‘Tis the season for engagements, and soon, the wedding bells. So it prompts me to ask are pre-nuptial agreements a good thing? Some would say that by writing a pre-nup, you’re anticipating that the relationship will fail. To that I say, poppycock! When you buy fire insurance, home insurance or car insurance, do you expect or even will a fire to occur, destruction to your home or a car accident? That’s what a pre-nup is – an outlined insurance in case, God forbid, something goes wrong. You can’t predict the future. We all want our happily ever after. We work at our relationships, but there are never any guarantees in life. Some may say that I’m a sceptic, but I tend to look at myself more as a practical romantic.
With all the messy divorces these days, maybe a pre-nup should have been considered. It’s not reserved for celebrities with a large income. Instead of letting the courts decide your fate, decide it amongst yourselves while you are still amicable. In my situation, we didn’t have a pre-nup, but we did have a verbal agreement. Luckily for both of us, we were cordial and stuck to that agreement.
Let’s look at a few possible scenarios, none of which had pre-nuptial agreements:
Couple A: Mary and Joe Smith are both lawyers. Mary takes a sabbatical from her practice in order to raise a family. In the process, she loses her seniority at the firm. Over the years, Joe has become very successful and opens his own law firm. Seven years later, the children are now in school and Joe and Mary want a divorce. Is Mary entitled to half of the business’ earnings? If she were to go back to the law firm, she would have to start as a junior lawyer given the number of years that have passed. Is she entitled to regain some of what she lost had she stayed in the firm? This could be a messy battle. In the end, the courts would decide, and the lawyers would fill their pockets. Or maybe Joe will as he has the connections.
Couple B: Steve and Janice Roberts. Steve is a very successful businessman. He has his own company and just opened a second franchise. The mortgage on his home is almost paid off and he can afford to take a trip abroad every year. He started to work at 17 and by 22 years old was making a good profit on his business. When Steve met Janice, she was an administrative assistant with an average income living in a one-bedroom apartment. She was living comfortably, but just making ends meet. After six years of marriage, Janice has become used to living in the lap of luxury. She quit her job and has never gone back to work. She’s become a want-to-be socialite. Is she now entitled to half of Steve’s business, house, furnishings, savings, plus support? I’m sure the courts would say yes. Is that scary?
Couple C: Elaine and Michael are both writers. They both have nothing of value to their name when they get married. They both work hard at their crafts. As their genre of writing is different, they have different contacts, promotional avenues and audience. Elaine becomes successful, receiving book contracts and speaking engagements. Michael is still struggling. Five years later they divorce. Michael claims that he should receive half of Elaine’s book royalties as he helped her with material research, motivation and business advice. Elaine claims that the work was all hers. They kept the writing business separate and that encouragement is part of the marriage, not the business. Who is right in this case?

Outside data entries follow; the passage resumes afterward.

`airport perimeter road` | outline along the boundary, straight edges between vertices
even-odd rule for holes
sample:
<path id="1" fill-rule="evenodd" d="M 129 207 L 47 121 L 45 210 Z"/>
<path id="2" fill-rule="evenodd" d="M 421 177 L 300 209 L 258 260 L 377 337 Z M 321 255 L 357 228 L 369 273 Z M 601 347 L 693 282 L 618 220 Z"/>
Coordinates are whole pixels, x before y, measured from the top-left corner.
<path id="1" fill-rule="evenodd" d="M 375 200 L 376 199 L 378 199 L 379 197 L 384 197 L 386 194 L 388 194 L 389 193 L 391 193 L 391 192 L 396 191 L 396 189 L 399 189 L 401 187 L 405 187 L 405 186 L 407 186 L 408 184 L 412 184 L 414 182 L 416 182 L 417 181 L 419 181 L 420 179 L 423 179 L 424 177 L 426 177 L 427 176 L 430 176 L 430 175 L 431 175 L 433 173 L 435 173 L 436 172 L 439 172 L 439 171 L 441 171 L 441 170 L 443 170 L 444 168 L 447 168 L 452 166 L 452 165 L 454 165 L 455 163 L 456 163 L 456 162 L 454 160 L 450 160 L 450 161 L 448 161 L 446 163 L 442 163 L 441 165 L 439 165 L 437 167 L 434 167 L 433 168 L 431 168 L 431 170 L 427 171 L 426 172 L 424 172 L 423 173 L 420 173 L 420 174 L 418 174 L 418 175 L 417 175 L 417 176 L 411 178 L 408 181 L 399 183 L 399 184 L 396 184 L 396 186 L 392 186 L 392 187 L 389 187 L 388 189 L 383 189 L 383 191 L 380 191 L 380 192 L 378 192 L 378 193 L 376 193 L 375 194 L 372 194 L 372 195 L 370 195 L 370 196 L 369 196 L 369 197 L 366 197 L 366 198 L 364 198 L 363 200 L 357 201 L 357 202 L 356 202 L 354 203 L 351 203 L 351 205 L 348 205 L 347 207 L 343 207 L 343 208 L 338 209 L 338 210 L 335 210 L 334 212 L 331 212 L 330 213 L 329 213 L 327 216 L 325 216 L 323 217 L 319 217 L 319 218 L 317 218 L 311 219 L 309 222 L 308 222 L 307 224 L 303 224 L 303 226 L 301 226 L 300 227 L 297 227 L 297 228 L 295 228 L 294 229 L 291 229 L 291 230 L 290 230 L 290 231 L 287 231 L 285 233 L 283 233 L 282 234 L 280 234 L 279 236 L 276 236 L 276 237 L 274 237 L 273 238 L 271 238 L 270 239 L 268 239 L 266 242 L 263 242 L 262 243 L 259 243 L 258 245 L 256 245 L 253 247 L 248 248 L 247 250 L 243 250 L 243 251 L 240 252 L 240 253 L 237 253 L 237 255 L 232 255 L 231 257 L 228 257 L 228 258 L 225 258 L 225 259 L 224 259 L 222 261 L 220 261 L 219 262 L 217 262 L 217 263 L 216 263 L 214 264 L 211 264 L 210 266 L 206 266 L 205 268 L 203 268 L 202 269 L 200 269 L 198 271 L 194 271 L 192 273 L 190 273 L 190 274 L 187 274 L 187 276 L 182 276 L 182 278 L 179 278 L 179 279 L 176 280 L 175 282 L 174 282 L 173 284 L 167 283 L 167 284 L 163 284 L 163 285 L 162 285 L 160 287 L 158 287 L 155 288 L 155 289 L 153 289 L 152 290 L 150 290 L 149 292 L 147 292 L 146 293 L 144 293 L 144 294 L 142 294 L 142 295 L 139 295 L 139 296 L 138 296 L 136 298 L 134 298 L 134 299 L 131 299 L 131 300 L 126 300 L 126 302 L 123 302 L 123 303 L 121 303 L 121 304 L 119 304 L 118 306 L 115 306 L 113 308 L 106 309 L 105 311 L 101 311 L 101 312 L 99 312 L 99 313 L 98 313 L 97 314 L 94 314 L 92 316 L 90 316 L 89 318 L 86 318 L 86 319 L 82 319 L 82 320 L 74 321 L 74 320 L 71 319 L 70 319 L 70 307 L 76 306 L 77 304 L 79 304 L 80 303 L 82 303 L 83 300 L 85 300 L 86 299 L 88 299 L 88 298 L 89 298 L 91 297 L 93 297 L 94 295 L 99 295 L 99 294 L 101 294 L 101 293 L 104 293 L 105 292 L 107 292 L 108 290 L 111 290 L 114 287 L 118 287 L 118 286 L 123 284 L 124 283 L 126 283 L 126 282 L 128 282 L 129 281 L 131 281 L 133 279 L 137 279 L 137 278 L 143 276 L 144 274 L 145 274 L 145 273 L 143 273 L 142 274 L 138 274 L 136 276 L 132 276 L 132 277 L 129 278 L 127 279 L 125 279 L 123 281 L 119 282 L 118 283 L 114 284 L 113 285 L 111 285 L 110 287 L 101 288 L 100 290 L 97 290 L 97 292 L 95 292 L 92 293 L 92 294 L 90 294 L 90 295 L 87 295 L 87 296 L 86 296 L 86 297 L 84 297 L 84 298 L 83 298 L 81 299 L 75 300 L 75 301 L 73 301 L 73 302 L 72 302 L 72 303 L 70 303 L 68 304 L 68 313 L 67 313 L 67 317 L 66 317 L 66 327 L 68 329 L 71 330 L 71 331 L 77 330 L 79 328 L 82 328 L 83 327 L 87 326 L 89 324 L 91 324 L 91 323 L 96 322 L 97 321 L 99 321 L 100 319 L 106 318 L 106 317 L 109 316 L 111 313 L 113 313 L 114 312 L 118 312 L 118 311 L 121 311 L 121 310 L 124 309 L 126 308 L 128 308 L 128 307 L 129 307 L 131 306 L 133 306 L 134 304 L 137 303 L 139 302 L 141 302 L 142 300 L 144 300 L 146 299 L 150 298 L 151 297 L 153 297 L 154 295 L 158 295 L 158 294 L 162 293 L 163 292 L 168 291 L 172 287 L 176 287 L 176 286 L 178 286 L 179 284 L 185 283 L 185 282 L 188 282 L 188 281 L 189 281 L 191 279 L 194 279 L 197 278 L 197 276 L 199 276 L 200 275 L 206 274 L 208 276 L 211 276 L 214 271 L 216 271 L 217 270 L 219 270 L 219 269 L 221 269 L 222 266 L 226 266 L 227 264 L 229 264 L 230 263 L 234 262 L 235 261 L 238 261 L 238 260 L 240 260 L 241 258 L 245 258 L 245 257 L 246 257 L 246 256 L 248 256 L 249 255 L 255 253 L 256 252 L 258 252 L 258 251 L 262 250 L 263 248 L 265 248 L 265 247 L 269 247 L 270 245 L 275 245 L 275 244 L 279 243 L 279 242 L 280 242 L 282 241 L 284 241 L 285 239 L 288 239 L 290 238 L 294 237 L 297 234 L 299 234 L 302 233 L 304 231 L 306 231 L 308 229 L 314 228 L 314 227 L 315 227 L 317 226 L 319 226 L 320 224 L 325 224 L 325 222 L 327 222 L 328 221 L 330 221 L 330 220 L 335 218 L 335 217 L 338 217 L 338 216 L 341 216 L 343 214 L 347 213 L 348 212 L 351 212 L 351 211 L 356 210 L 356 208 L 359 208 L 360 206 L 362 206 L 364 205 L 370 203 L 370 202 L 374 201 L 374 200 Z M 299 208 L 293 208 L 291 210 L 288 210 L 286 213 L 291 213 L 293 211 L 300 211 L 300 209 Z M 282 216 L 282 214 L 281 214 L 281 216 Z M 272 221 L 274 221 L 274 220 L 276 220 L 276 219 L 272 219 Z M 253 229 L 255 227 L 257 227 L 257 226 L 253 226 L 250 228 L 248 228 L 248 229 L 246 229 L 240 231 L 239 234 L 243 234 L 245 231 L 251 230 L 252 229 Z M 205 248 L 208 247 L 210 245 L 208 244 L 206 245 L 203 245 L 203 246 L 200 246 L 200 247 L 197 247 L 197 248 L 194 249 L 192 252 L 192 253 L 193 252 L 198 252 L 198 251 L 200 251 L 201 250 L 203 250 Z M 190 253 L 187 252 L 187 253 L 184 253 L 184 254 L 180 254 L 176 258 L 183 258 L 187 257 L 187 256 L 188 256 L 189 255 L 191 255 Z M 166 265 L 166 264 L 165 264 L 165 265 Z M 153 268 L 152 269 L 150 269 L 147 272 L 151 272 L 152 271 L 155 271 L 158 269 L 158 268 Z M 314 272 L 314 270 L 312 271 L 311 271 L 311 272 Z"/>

When the heart is ruling, everything is roses and sunshine. It’s “what’s mine is yours.” But when the shoe drops, it suddenly becomes “what’s yours is mine.” A pre-nuptial agreement is not meant to put stress on a relationship. It’s meant to ease the mind from unforeseen situations, much like fire, home and car insurance. And like these insurances, we hope that we never have to use them, but we’re prepared… “just in case.”